My mother conceded after a week of me begging and screaming in her ear to let me join. 

They kept calling me a prodigy, giving me lessons everyday after school, putting me in advanced classes, letting me see and participate in competitions. When I started getting Gold Medals in matches, my mother started supporting me more and more. In fact, I think the only reason she let me do a lot without her supervision was because I was making our trophy room shine brighter every time I kicked someone to the floor. 

I started getting really really good. I spent more time in my Dojang (the TaeKwonDo version of Dojo or Gym or whatever) than I did at home. I spoke more to adults than to kids my age because that’s all the people available to me. No kid wanted to talk with the girl that beat them up, or the girl that never went to a birthday party, or the girl who, well, didn’t really talk to anybody. The only friends I had were the ones who I met in preschool, the ones who knew me and my mother forced me to keep in touch with them. Other than those three people, and our two neighbors, I wasn’t really close to anybody else. I never really got the chance to know anybody else. 

I thought High School would be different. That’s why I was glad I was going to West Hills Academy.

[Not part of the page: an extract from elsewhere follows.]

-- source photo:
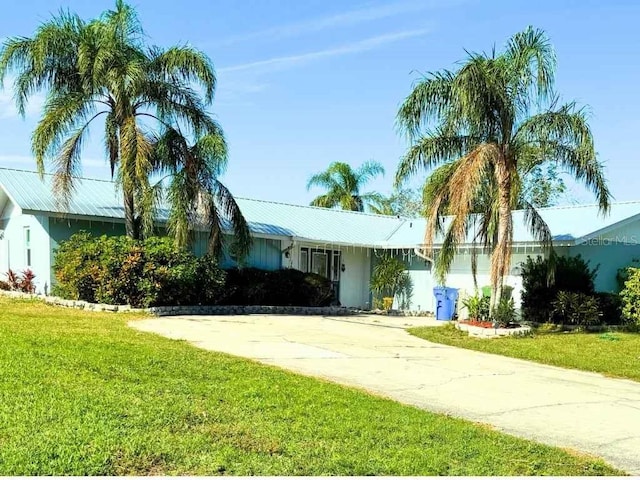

It might have been for preppy rich kids, but at least those kids are new. They had no idea who I was or that I was someone who could knock them out with a single roundhouse kick. This is what I was looking forward to. What I’ve been looking forward to all year. 

Little did I know, it was harder for me to make new friends in High School than it was anywhere else.

**A month into the school year and I still knew no one. Well, I knew names. But knowing people is different than knowing them. I was hoping things would be different, but I guess not. 

I was walking down my walkway with my siblings; Elijah, a Senior Musical God, and Amelia, a Junior future Valedictorian. 

I was about to put in my airpods when I felt my brother tap my shoulder. “Hey, look at that.” He was pointing to the house on our left. The Levine’s House. Their car was in the driveway. “They must be back from London.”